We finished off the evening back in Damian's hood, at a cafe thingie that I really want to go back to, but can't remember the name of - but it had the best dessert on earth. Will investigate further.

Next day we all met up for brunch - it came with a salad! (Says the bumpkin, amazed.) Brenda and I explored junk shops and stared at area hipsters. Williamsburg is where the Hipster Shuttle from outer space crash-landed back in 1986; the few starving and exhausted hipsters who arrived on Earth in the shuttle, much like Gremlins, multiplied and became hideous when exposed to a combination of beer and college rock. They of course went on to infest the nation and the rest is history, but this is the neighborhood where it all started. Sort of thrilling!

That night, after a dinner of expensive pizza and a failed attempt to replicate the previous evening's cocktail bonanza, Brenda and I and my friend Snively (from college, a million years ago!) accompanied Damian to work. He had a gig at a rave on a boat that started at midnight and sailed until 3am. It was awesome. Each beer cost twentyfive dollars, but we got to ride the boat free of charge, heard three DJs (Damian was best), floated under a bunch of bridges and circled the Lady Statue herself in the crazy hours of the night. Pretty fun. At one point we floated toward this featureless concrete building. "What's that big slab of concrete over there in the middle of the river?" I asked Damian. "New Jersey," he said. (I'm still not sure.)

I had my first class on Tuesday. My professor said all the right things; so did the one today. (The profs are Susie Linfield and Katie Roiphe, respectively, if anyone's interested. The third class is a nuts-and-bolts reporting class taught by Alyssa Katz.) It's like they've been reading my diary (not that I keep a diary, and not that I'd write about work stuff in it if I did) and figuring out what to say in class based on their efforts to bolster my spirits, just me, personally. Our reading lists are excellent, too. I ordered a bunch of the books from Powell's, but picked up the rest at Shakespeare & Co by the NYU campus, and the guy at the checkout there said, "Wow, you're going to have fun!" It's true. All the books I've kinda wanted to read for a while but never had an excuse to make time for. In today's class (called The Cultural Conversation, which means we read a bunch of really old critics and essayists and sort of follow the thread through the eras up to now) I realized that the exciting part was being in a room with a bunch of people most of whom were really, really excited about the process of constructing sentences. It's been a while since I've talked about words and language in that way, and I guess I've missed it without realizing I did. It's also fun just to geek out on journalism in an arena that's purely theoretical. You can talk idealistically without appending something like "...but of course no one wants to hire that kind of writer" to every sentence.

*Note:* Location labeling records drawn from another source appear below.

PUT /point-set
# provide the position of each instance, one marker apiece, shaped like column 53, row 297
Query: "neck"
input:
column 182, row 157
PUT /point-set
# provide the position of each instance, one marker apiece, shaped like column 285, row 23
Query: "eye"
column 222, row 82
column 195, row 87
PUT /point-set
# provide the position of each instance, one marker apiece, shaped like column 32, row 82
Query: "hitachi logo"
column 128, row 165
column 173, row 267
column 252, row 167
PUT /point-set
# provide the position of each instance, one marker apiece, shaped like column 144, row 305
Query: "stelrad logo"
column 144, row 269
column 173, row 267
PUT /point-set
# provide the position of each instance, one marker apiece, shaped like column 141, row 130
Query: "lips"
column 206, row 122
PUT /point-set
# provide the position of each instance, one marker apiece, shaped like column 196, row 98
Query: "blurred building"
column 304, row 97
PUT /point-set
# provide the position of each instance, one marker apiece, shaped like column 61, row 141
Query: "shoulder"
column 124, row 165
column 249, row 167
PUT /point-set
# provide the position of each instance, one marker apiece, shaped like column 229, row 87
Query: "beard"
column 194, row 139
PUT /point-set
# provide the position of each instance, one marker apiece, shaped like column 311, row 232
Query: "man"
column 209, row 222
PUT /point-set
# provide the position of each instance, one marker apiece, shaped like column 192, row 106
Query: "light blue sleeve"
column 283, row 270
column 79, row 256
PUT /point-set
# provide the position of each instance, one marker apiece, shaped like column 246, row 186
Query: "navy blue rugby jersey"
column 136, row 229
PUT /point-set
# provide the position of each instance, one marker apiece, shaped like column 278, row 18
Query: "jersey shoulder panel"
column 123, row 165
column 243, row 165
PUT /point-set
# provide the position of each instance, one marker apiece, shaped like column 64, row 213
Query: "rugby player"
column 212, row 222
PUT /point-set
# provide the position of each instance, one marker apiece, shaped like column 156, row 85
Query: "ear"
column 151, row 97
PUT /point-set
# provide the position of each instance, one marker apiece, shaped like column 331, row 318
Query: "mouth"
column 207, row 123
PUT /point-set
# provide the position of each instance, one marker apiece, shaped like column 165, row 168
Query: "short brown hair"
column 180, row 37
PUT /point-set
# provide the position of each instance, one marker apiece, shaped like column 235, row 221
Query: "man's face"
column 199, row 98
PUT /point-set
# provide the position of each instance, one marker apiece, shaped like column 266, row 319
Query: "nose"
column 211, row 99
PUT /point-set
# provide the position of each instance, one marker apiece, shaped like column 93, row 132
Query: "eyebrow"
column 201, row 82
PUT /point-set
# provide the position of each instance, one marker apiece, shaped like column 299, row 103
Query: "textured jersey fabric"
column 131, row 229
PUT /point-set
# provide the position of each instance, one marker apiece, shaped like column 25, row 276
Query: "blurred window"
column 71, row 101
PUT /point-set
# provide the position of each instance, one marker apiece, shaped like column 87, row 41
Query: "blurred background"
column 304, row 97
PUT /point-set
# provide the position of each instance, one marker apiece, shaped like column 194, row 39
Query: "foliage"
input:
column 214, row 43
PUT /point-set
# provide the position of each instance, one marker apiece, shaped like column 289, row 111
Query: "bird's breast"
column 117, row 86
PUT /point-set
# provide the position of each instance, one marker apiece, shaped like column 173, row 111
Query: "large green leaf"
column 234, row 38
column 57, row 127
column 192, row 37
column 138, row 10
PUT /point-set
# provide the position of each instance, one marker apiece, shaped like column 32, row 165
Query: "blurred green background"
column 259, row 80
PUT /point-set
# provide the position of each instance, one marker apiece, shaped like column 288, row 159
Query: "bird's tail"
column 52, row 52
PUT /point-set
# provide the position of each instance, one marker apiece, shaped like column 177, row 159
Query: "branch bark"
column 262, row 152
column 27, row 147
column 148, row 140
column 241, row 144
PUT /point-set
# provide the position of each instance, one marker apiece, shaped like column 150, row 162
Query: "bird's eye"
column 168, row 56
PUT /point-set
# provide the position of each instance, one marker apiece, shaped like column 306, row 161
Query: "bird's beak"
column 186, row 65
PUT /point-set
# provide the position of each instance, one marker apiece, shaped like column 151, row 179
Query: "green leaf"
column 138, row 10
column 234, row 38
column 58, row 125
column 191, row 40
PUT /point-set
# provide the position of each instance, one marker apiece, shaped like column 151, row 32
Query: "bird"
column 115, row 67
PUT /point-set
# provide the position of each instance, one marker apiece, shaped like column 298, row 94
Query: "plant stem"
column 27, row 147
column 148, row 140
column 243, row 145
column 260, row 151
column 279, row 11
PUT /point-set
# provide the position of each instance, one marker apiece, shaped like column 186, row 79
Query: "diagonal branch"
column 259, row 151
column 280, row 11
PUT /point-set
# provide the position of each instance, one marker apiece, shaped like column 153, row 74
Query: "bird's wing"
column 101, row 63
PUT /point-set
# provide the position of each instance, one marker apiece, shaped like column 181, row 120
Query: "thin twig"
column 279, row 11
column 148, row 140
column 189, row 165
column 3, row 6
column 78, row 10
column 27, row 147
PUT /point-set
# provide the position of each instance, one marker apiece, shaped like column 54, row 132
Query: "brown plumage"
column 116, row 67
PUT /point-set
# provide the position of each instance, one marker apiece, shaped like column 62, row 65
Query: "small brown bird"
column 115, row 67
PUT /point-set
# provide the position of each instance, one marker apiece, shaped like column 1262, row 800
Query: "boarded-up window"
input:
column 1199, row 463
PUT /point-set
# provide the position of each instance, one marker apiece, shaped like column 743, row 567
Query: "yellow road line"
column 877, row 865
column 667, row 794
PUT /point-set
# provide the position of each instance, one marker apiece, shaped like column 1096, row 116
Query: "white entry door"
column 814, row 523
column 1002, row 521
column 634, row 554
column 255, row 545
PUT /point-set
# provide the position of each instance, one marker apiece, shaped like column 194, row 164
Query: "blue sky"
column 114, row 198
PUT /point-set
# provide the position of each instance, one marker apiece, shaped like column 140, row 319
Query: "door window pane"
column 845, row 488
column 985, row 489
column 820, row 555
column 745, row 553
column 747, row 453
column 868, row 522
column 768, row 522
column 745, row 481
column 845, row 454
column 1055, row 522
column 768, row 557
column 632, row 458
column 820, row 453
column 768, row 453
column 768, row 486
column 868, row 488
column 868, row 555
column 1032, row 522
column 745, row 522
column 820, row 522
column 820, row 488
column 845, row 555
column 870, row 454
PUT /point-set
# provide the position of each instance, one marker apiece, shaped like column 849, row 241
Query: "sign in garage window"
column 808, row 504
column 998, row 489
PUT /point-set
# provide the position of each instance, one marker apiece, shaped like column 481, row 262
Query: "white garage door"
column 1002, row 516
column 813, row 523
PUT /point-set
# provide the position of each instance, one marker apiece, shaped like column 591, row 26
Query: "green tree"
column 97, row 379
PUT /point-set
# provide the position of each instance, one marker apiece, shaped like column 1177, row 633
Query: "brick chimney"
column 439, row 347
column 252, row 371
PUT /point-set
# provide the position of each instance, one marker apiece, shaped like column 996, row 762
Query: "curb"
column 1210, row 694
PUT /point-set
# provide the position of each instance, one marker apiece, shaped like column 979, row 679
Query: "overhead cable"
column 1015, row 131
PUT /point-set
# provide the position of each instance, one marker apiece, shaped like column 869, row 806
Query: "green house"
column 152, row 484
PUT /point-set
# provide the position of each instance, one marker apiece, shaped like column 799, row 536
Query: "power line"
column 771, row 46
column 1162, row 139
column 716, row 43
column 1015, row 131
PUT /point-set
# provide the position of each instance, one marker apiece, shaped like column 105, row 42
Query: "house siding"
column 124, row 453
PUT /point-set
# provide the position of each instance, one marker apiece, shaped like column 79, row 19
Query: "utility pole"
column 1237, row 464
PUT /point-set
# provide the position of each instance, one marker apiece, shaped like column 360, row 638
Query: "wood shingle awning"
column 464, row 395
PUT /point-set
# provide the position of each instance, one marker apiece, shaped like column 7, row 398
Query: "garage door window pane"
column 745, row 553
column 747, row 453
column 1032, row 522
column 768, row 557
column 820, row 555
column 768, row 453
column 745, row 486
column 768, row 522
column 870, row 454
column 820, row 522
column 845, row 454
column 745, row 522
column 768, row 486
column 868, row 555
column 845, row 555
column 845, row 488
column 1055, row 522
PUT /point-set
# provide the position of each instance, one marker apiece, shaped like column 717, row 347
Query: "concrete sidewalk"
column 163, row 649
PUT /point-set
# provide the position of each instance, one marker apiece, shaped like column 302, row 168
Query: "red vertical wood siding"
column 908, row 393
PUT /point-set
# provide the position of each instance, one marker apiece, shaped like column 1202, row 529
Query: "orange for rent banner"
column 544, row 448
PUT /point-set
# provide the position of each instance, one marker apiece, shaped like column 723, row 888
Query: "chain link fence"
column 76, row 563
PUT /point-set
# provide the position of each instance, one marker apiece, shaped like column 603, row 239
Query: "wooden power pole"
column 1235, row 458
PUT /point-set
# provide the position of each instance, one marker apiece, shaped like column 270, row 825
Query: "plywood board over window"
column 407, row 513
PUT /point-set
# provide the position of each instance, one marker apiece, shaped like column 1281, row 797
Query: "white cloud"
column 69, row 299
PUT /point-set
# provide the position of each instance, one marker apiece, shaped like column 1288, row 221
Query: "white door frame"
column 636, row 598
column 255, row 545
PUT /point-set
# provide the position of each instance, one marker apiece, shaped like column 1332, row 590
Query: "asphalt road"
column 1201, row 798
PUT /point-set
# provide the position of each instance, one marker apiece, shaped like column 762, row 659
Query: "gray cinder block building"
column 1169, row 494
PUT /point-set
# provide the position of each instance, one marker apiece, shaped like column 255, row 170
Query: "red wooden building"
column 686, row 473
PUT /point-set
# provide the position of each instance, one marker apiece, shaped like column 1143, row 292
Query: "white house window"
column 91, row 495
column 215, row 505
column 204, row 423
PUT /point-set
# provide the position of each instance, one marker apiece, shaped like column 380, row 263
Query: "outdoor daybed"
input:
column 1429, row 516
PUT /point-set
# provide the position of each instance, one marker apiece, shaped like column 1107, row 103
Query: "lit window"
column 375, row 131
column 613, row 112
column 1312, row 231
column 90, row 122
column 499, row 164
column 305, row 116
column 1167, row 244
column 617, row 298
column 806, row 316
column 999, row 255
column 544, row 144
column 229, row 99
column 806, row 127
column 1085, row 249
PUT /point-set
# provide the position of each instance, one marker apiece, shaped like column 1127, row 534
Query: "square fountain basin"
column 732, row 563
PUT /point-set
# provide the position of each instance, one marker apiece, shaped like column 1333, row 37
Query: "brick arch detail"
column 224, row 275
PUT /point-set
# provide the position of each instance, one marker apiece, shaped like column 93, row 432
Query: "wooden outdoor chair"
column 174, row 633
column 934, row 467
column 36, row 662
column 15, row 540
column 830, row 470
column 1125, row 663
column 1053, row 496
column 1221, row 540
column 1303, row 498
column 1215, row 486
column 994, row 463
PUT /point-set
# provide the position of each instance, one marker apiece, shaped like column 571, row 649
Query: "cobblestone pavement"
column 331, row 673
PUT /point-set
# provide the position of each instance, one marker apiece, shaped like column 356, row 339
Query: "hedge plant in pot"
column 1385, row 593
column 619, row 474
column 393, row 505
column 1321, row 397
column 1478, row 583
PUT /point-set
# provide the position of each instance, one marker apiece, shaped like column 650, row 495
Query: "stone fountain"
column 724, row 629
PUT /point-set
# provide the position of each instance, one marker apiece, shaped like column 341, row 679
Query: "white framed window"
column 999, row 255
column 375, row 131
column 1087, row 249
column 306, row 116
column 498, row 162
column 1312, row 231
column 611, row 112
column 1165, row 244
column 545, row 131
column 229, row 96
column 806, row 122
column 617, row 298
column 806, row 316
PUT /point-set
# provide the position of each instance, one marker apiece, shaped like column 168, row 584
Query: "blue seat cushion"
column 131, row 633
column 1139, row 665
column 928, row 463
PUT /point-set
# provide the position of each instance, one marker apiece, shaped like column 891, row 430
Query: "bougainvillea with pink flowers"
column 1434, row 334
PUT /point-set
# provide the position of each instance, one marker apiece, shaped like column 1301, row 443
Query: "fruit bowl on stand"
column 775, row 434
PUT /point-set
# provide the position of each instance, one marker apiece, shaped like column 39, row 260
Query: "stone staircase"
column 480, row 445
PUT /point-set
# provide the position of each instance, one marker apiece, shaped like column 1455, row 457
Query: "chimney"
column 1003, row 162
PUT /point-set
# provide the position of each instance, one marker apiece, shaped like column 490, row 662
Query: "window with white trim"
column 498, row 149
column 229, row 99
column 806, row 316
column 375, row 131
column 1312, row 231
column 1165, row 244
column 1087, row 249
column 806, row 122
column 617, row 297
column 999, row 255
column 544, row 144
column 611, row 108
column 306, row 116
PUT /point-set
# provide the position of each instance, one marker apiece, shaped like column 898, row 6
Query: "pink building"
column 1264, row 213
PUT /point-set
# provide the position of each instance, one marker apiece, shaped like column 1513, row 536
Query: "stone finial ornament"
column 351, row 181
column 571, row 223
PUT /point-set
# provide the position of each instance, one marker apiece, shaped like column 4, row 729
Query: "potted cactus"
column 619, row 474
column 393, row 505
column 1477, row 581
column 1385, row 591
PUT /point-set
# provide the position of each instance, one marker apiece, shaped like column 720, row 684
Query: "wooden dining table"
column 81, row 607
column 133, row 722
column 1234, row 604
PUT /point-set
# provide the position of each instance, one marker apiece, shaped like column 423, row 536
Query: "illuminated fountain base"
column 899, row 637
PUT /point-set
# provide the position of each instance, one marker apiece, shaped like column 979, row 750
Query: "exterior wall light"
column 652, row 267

Anyway. Sorry for babbling on and on, particularly when I'm talking about sentences and writing. Hypocrisy in action. Oh well - it's Friday night, I'm tired, I think I'll go read for a while, maybe daydream about what the Portland boys are doing, or rather the ones who aren't busy racing tiny motorcycles on the salt flats at Bonneville, because I already know what they're doing, and I am jealous as hell. Oh man do I have a lot of reading to do. Hooray!